The osseointegration process of implant is seriously impaired in type 2 diabetes mellitus (T2DM) that causes high failure rate, and insufficiency exists in current insulin therapy, creating a demand for new bone-synergistic agent. Cinaciguat, a novel type of soluble guanylate cyclase (sGC) activator, plays a vital role in glucose metabolism, inflammation control and bone regeneration. We hypothesized that the combined application of cinaciguat and insulin could reverse poor implant osseointegration in diabetes. To test this hypothesis, streptozotocin-induced diabetic rats were placed implants in the femur, and divided into five groups: control, T2DM, cinaciguat-treated T2DM (7 μg/kg), insulin-treated T2DM (12 IU/kg), cinaciguat plus insulin combination-treated T2DM (7 μg/kg and 12 IU/kg respectively), according to different treatment received. The weight and glucose levels of rats were evaluated at fixed times, and plasma level of cyclic guanosine monophosphate (cGMP) was determined before euthanasia. Three months after therapy, the femurs were isolated for pull-out test, environmental scanning electron microscope observation, microscopic computerized tomography evaluation and various histology analysis. Results revealed that diabetic rats showed the highest blood glucose level and lowest cGMP content, which led to the worst structural damage and least osseointegration. Combined treatment could attenuate the diabetes induced hyperglycemia to be normal, restore the cGMP content, protein kinase G II (PKG II) expression, phosphodiesterase-5 (PDE5) activity and ameliorate the mechanical strength, the impaired bone microarchitecture and osseointegration to the highest level. Meanwhile, monotreatment (insulin or cinaciguat) also showed restorative effect, but less. Our findings demonstrated that the cGMP/PKG II signaling pathway activated by cinaciguat mediated the favorable effects of the combined application on improving implant fixation under T2DM condition.

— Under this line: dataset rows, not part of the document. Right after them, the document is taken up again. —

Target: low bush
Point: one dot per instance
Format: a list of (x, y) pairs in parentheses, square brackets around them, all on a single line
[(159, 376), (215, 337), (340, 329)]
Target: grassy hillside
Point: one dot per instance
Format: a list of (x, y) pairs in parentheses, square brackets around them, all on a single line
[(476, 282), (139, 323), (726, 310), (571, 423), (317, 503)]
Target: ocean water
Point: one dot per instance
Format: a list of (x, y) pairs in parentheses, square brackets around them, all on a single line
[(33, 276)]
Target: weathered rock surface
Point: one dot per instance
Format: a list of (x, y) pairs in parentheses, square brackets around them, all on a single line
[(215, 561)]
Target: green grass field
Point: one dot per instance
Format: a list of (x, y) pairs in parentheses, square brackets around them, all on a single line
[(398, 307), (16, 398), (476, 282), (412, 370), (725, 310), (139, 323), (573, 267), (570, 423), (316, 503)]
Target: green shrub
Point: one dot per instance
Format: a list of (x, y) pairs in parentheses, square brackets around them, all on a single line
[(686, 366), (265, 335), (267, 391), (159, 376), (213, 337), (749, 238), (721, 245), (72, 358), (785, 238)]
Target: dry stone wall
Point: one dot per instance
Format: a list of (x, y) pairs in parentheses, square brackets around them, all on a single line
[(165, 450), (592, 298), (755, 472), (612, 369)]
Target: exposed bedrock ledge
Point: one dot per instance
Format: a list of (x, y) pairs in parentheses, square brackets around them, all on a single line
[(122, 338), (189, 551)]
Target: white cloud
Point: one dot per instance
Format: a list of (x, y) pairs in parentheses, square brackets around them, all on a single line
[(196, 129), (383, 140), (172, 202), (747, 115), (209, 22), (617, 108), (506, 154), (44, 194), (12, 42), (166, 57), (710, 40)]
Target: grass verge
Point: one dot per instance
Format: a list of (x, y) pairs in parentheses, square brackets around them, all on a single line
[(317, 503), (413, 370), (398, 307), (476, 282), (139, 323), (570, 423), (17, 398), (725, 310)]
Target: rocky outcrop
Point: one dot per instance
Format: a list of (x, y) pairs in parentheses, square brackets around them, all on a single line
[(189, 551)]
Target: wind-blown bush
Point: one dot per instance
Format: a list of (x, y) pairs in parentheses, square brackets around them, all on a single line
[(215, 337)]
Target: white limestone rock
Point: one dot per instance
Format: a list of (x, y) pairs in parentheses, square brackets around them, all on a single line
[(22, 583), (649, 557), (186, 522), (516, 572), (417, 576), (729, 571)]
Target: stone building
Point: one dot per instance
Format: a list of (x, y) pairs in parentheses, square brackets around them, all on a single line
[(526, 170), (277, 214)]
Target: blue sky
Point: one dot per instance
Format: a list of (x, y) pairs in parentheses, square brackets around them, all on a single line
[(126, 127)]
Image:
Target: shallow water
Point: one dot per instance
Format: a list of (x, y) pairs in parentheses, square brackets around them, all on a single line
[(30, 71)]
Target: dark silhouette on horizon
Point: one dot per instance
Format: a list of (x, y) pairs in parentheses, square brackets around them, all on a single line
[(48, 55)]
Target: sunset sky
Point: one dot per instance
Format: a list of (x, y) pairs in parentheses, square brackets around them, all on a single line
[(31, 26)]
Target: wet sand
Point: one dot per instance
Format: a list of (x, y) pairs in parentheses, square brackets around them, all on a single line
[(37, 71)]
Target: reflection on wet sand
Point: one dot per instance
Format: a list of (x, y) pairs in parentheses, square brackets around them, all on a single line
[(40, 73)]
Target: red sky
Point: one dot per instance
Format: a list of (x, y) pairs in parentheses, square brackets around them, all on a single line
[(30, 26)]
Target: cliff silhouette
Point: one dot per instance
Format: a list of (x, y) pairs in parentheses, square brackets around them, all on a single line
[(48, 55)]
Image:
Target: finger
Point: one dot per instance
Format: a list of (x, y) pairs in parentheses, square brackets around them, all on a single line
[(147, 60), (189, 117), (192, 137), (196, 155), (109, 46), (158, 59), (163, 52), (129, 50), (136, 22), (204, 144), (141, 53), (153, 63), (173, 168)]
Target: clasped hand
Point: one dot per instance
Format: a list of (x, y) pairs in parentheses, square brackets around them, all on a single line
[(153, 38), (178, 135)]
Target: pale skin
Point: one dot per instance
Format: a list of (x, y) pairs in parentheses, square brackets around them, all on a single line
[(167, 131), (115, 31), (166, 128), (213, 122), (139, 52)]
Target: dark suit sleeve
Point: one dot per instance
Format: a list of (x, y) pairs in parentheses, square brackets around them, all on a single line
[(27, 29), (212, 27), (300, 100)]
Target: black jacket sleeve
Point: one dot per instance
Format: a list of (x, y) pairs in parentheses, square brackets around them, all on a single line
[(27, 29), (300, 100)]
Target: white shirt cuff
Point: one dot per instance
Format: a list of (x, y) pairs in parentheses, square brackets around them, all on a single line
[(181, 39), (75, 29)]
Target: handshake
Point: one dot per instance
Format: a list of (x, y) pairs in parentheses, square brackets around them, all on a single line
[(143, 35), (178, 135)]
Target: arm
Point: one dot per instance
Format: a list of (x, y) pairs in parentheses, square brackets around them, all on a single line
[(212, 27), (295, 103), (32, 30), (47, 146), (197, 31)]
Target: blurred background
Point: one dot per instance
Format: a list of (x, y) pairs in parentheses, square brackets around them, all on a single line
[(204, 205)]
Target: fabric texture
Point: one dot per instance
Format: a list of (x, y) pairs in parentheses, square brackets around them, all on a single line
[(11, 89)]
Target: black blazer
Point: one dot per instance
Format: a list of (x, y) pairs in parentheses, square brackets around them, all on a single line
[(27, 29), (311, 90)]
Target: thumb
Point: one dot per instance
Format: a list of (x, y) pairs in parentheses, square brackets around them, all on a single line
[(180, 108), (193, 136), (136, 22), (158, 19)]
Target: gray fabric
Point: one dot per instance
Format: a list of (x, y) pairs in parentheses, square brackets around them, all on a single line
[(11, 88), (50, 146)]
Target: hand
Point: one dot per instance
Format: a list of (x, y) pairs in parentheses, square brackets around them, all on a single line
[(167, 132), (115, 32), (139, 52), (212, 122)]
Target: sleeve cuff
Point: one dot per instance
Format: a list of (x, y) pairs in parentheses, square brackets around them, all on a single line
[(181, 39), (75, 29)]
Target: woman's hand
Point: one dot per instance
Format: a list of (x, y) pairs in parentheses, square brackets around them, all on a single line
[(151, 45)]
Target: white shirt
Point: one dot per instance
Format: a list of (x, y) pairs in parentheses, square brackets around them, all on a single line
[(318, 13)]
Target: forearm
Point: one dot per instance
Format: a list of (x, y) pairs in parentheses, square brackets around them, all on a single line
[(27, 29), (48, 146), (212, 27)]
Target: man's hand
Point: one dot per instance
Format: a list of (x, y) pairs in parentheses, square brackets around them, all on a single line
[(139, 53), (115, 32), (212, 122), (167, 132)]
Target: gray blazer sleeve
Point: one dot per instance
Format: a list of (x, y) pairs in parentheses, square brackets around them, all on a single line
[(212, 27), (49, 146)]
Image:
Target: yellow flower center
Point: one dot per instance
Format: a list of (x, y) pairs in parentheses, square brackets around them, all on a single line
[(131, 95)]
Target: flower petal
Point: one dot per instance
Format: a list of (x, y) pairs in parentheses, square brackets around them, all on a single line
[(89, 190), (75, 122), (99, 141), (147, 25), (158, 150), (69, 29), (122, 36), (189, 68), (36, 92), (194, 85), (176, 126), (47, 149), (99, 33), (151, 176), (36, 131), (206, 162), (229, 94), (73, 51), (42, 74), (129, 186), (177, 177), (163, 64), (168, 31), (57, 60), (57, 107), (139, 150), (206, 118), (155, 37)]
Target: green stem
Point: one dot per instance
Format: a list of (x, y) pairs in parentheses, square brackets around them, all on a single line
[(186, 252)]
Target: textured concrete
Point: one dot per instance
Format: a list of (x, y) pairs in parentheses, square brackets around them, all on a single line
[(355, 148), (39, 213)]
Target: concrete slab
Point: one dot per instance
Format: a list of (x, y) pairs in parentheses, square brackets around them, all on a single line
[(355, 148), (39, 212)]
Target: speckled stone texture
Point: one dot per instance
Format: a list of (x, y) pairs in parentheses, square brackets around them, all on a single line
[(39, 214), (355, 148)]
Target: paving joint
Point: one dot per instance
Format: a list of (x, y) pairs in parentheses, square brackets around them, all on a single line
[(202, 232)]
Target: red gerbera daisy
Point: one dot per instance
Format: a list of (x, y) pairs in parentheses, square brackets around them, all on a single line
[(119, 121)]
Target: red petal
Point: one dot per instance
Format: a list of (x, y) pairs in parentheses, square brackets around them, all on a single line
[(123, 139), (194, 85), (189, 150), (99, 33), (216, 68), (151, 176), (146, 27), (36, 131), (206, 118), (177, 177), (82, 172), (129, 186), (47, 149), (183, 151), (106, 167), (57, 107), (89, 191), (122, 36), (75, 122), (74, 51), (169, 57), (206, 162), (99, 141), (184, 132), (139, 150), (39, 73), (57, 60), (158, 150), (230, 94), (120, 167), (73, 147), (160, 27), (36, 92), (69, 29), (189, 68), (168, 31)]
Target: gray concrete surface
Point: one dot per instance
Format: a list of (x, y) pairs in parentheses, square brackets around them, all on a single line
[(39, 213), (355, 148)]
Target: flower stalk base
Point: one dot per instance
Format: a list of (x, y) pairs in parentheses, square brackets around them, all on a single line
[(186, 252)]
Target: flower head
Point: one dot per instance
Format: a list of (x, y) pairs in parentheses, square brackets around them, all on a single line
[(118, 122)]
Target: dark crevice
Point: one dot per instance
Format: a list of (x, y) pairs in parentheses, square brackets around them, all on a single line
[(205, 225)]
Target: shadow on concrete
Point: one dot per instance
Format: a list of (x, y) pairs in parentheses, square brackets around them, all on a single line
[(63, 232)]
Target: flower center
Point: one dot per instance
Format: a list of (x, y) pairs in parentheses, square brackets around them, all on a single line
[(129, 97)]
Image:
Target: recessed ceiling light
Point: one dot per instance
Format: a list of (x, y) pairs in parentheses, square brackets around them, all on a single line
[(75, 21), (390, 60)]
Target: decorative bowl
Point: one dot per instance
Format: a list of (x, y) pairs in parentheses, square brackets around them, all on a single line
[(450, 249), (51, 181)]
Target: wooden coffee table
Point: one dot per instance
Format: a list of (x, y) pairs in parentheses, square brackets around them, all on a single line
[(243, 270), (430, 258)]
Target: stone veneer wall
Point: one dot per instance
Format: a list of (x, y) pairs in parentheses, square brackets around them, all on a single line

种植体的骨整合过程在 2 型糖尿病(T2DM)中受到严重损害,导致高失败率,而目前的胰岛素治疗存在不足,这就需要新的骨协同剂。西那卡塞是一种新型可溶性鸟苷酸环化酶(sGC)激活剂,在葡萄糖代谢、炎症控制和骨再生中发挥重要作用。我们假设西那卡塞和胰岛素的联合应用可以逆转糖尿病患者种植体骨整合不良。为了验证这一假设,我们将链脲佐菌素诱导的糖尿病大鼠的股骨植入物,并根据不同的治疗方法将其分为五组:对照组、T2DM 组、西那卡塞治疗的 T2DM 组(7μg/kg)、胰岛素治疗的 T2DM 组(12IU/kg)、西那卡塞加胰岛素联合治疗的 T2DM 组(分别为 7μg/kg 和 12IU/kg)。在固定时间评估大鼠的体重和血糖水平,并在安乐死前测定血浆环鸟苷酸(cGMP)水平。治疗 3 个月后,分离股骨进行拔出试验、环境扫描电子显微镜观察、微观计算机断层扫描评估和各种组织学分析。结果表明,糖尿病大鼠的血糖水平最高,cGMP 含量最低,导致结构损伤最严重,骨整合最差。联合治疗可使糖尿病引起的高血糖恢复正常,cGMP 含量、蛋白激酶 G II(PKG II)表达、磷酸二酯酶-5(PDE5)活性恢复正常,并改善机械强度、受损的骨微观结构和骨整合恢复到最高水平。同时,单一治疗(胰岛素或西那卡塞)也有一定的恢复作用,但效果稍差。我们的研究结果表明,西那卡塞激活的 cGMP/PKG II 信号通路介导了联合应用在改善 T2DM 条件下种植体固定方面的有利作用。